Le dimanche 19 avril, un événement troublant est survenu à Espaly-Saint-Marcel où un homme de 65 ans a utilisé sa carabine près d'un groupe d'enfants. Bien que l'homme ait été arrêté et ait prétendu n'avoir tiré qu'en l'air après avoir été traité de « sale blanc », il fait maintenant face à des accusations de « violences avec arme ». Une audience est programmée pour le 7 juillet au Puy-en-Velay.
Les tensions raciales alimentent cette affaire, car selon plusieurs témoins, des propos racistes ont été adressés aux enfants.
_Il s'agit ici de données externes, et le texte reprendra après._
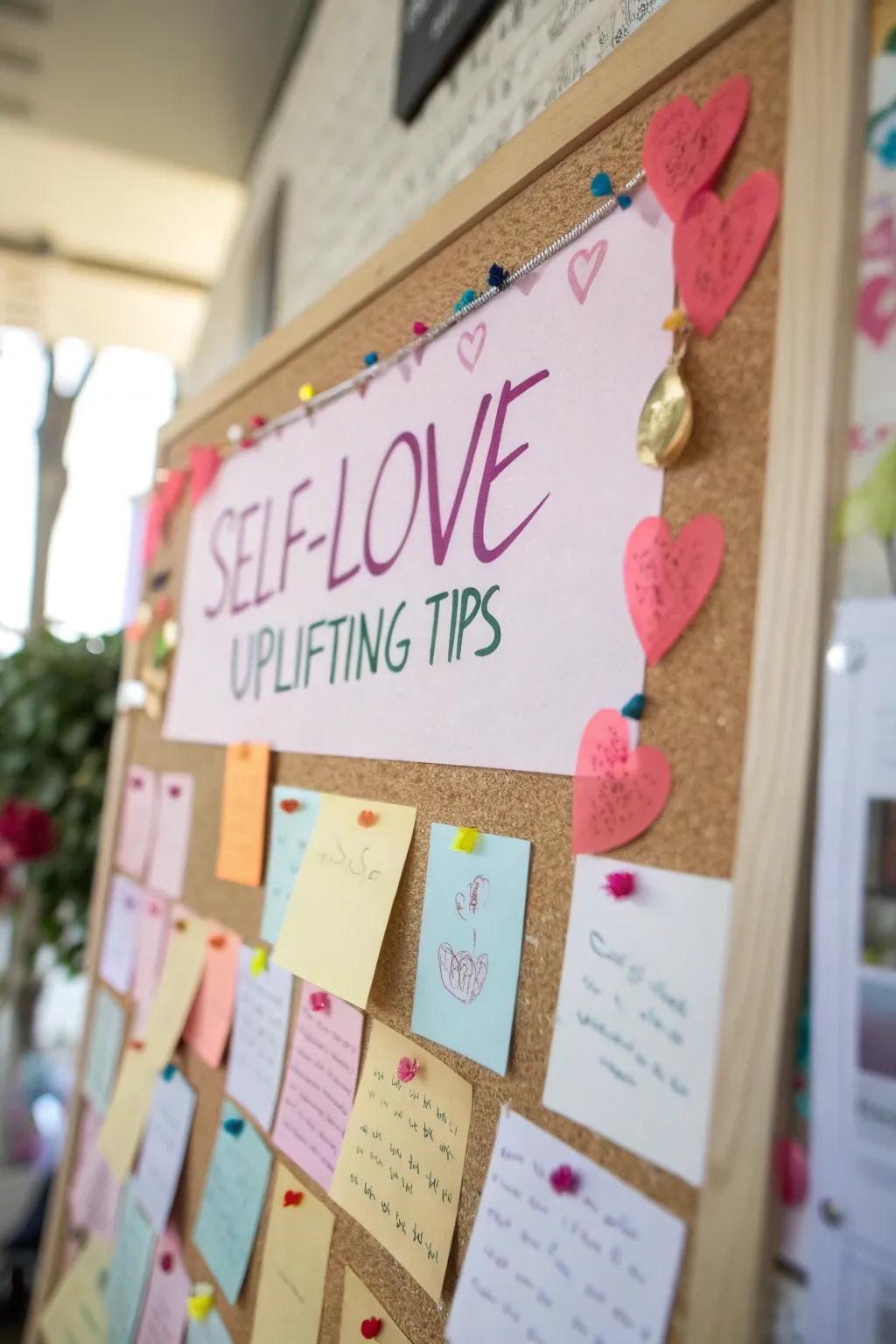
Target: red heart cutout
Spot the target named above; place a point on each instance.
(718, 245)
(617, 794)
(668, 581)
(685, 145)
Un parent, Noredine Ezbiti, affirme que son fils a été directement visé avec des insultes racistes. Il a porté plainte, mais s'inquiète que l'enquête n'ait pas pris en compte cette dimension raciste des faits. Une voix du quartier, Zahia Essebbah, a également rapporté avoir entendu l'agresseur proférer des propos injurieux lors de conflits précédents.
L'association SOS Racisme conteste la gestion initiale de l'enquête. Elle soutient que de nombreux témoignages sur des injures racistes n'ont pas été pris en compte dans la plainte adressée au procureur. Après un appel à la vigilance d’associations telles que le Mouvement contre le racisme et l’amitié entre les peuples (MRAP), le parquet a ouvert une nouvelle enquête pour « injure publique » liée à l'origine ethnique.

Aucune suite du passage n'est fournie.